Drs. Murdoch and Detsky point out that Big Data offers four value propositions:
1. Observational correlations may generate insights that cannot be found using standard research approaches. Scanning text for key words in electronic record systems involving hundreds of thousands of patients may find associations or trigger early warnings faster, quicker and cheaper than any formal scientific protocol or clinical trial.
2. Those insights, especially since they can be tailored to fit the circumstances of an otherwise unique patient, can be used to guide diagnosis or treatment. Physician judgement cannot be replaced, but if Big Data points out that there were other patients with a similar pattern of illness who responded best to one treatment versus another, patient outcomes could improve.
3. A Big Data approach to genomics can correlate genetic information with outcomes and further guide therapy. While the DMCB still wonders if "genomics," outside some narrow anecdotes, will always remain the science of the future, Big Data may turn out to be the key to finally unlocking its potential.
4. Since Big Data, by its very nature, can combine clinical information to other personal data (the foods you've bought or your driving history), Big Data will necessarily tilt toward the patient-consumer and away from the health care system. Not only does permission for access lie with the patient, but the insights will be less about sickness and more about wellness.
The authors do a good job of pointing out that there are plenty of challenges. Most doctors don't get it, privacy laws could be over-interpreted or enforced, it remains to be seen who will pay for it and Big Data is still in its infancy. The DMCB also points out that while Medicare has just discovered that alternative research innovations are possible, Big Data promises to eclipse those approaches (like traditional time series analysis, propensity matching), again making CMS a day late and another dollar over budget.

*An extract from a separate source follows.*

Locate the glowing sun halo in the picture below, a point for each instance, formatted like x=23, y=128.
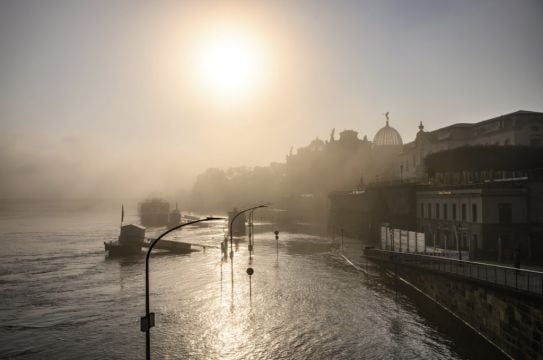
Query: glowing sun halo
x=230, y=65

The implications for the care management and population health community are considerable. The industry has amassed years of intellectual capital in the science of predictive modeling and Big Data is it's next step. Many care management vendors have multiple clinical partners and already have access to terrabytes of data involving millions of persons. Not only is the math and the informatics well within reach, they also "get" the tilt toward wellness and consumer empowerment. Last but not least, if anyone can monetize a value proposition like this and turn insights into revenue (or "shared savings"), these nimble vendors can.
A DMCB prediction: while academics will write about Big Data in scientific journals, the care management industry will be doing it. In fact, they probably already are.
Two particularly good quotes to use to impress your CEO and stymie your competitors:
"Data has gone from refuse to riches."
Economic theory describes the quantitative conversion of 3 kinds of inputs (capital, labor, and raw materials) into outputs (goods and services)...The current revolution in data management makes it clear that a fourth kind of input, information, will become just as important as these other inputs in the future of many industries.